The regulated cannabis market of Washington is a closed loop in that it works based on the principle that no marijuana should come in the state and nothing must ever go out as well. Only growers that are licensed by the state produce everything that’s being sold in the stores. If anyone is caught bringing in cannabis from an outside source, then the board will be forced to revoke their license.

How the House Bill Can Affect the Market

House Bill 2234 will have the most impact on the processors of CBD who want to incorporate CBD on their products. These include marijuana capsules, oils, candies, and some other products. Some processors of CBD in the state have already considered the idea of incorporating unlicensed CBD into their products that have higher CBD concentrations. CBD processors who have chosen to enrich their CBD products with unlicensed ones can do so but at their own risk.

The legal basis on the claim that using CBD from cannabis that’s obtained from outside the state is based upon the idea that not all cannabis is actually considered marijuana and that products that contain CBD derived from industrial hemp or from certain parts of the cannabis plant are not included in the list of the Federally-controlled substances, as defined under the Federal Law.

The 2014 US Farm Bill

The 2014 US Farm Bill created a framework for cultivating industrial hemp legally, which is often referred to as cannabis with THC concentration below 0.3%. The Bill allows for the states to create pilot programs for the purpose of hemp research. Washington has this particular program, although it’s underfunded. Hemp crops that were cultivated in compliance with the pilot program imposed by the state are in legal pursuant to the bill, although any sale of products obtained from the research is strictly prohibited.

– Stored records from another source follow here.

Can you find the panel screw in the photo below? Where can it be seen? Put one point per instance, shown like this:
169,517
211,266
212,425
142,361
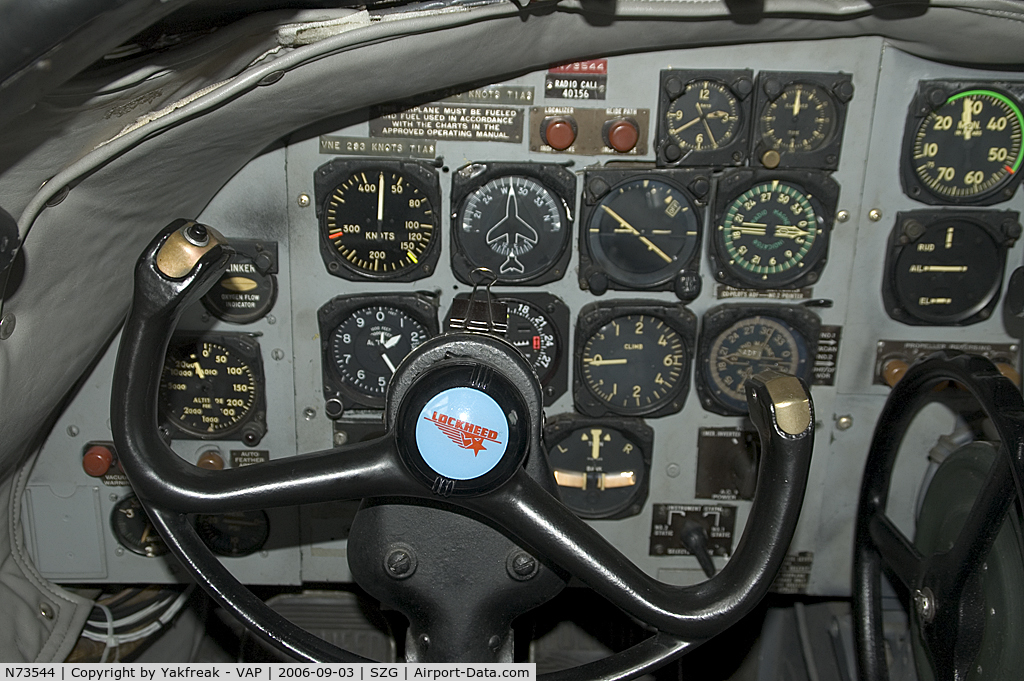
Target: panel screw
521,565
399,562
924,603
7,326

In the previous year, the legislature of the state required a study of the viability of allowing CBD processors to use hemp that’s only cultivated by licensed farmers. It’s also possible that processors can use the CBD products derived from a hemp cultivator from another state, which has implemented the Industrial Hemp Program in accordance with the Farm Bill. However, the DEA has issued a statement saying that the interstate transfer of industrial hemp is actually beyond the scope of the Bill and is therefore considered illegal.